Katie then wrote a Tumblr post that pictured the text message, captioned:
The most terrifying five minutes of my life, but now that it’s over, I’m kinda proud of this.
And she should be proud. So many LGBTQ youth who come out to their families wind up suffering horrific abuse in the form of gay “cure therapies,” being emotionally or physically abused, or even being thrown out into the streets with nothing and nowhere to go. So yes, this was incredibly brave, especially in the middle of her grandmother’s tirade about how evil gay people are.
But, Katie’s story ends differently. She posted the rest of her story, and it was incredibly touching. Here it is, in her own words:
The door was shut before I realized what I had said, and then I ran into the bathroom, where I sent that text.
While I was hiding in the bathroom, my cousin knocked on the door.‘You can come out now,’ she said, followed by ‘well, I guess you already did that, but…’
Anyway, we took refuge in her room.
Apparently, after I left the room my grandmother turned to my mom and said something to the extent of ‘how could you let your daughter become a queer?’
My mother, aunt, and uncle all went off at her for that one, there was quite a bit of yelling.

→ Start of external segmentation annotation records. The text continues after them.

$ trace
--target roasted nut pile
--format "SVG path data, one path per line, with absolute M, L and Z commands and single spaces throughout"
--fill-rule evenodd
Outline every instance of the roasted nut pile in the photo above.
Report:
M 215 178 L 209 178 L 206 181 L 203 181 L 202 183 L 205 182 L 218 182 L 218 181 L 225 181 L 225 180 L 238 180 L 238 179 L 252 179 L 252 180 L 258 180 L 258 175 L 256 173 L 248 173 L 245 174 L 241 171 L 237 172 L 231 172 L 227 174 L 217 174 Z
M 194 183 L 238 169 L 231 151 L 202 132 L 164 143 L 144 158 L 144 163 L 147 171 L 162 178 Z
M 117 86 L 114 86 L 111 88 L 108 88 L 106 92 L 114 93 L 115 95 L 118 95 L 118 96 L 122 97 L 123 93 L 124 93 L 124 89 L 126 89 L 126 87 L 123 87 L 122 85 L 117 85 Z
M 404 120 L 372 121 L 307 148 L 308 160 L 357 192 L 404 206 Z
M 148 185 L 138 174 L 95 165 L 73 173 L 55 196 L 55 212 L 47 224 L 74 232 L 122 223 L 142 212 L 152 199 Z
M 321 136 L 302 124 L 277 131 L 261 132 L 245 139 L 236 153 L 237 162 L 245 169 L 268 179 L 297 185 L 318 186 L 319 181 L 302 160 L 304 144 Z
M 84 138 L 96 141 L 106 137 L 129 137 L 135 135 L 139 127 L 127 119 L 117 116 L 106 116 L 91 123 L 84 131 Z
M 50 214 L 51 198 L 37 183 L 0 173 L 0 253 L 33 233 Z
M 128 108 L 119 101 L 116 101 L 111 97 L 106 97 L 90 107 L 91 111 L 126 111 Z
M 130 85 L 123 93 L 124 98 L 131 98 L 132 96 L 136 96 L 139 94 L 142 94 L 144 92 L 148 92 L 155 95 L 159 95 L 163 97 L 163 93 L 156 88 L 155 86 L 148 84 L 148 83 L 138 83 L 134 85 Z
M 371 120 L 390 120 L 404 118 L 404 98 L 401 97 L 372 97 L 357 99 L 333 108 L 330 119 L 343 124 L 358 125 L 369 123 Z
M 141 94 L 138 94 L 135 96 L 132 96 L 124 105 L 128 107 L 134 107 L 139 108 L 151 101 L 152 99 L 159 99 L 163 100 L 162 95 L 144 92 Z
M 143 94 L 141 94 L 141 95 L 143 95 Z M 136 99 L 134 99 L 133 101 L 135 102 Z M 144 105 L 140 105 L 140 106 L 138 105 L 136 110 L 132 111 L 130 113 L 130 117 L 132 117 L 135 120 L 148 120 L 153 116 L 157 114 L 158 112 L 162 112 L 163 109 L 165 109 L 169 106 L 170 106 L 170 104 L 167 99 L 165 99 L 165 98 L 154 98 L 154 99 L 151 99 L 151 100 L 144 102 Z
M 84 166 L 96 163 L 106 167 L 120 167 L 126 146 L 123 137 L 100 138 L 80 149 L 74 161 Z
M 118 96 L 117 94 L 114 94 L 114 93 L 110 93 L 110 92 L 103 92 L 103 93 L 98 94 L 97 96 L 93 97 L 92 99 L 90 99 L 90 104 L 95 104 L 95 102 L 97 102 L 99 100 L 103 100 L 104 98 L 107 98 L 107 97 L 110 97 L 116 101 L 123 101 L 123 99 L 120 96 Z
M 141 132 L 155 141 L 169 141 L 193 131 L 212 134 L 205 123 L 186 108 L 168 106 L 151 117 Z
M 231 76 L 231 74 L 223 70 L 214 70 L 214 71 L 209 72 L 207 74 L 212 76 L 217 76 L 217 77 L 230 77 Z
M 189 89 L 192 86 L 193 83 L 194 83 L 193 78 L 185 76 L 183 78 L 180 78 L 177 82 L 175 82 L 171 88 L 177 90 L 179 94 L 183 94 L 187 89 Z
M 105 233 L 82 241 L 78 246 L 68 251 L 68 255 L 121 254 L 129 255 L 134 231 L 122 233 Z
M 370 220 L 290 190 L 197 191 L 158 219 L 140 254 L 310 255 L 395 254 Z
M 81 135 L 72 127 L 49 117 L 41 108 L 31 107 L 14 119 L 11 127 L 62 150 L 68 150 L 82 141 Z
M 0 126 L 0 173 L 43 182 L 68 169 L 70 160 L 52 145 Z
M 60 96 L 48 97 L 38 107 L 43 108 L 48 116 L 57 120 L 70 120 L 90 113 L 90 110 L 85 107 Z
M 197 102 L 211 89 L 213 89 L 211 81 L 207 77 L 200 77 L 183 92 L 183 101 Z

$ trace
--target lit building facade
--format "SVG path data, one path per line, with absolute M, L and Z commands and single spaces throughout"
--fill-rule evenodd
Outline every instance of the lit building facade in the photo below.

After a while, my mother came upstairs and told me that she supported me no matter what, and then we left without talking to my grandmother.
Shame on Katie’s grandmother for her bigotry. Different generation or not, this is her granddaughter, her flesh and blood. If there is a hell, it’s that hateful old woman who belongs there, not Katie.
The reaction from the rest of Katie’s family was incredible. Kudos to them for standing up in the face of that kind of hate, and what will likely be a huge division within the family. You’ll get through this Katie, because you have the support of your other relatives. If you grandmother chooses to hate on you over this, it’s her loss…but who knows? Maybe she’ll come around in the future. In the meantime, surround yourself with those who love and accept you just as you are.
If only all LGBTQ youth had families like Katie’s. Perhaps one day they will.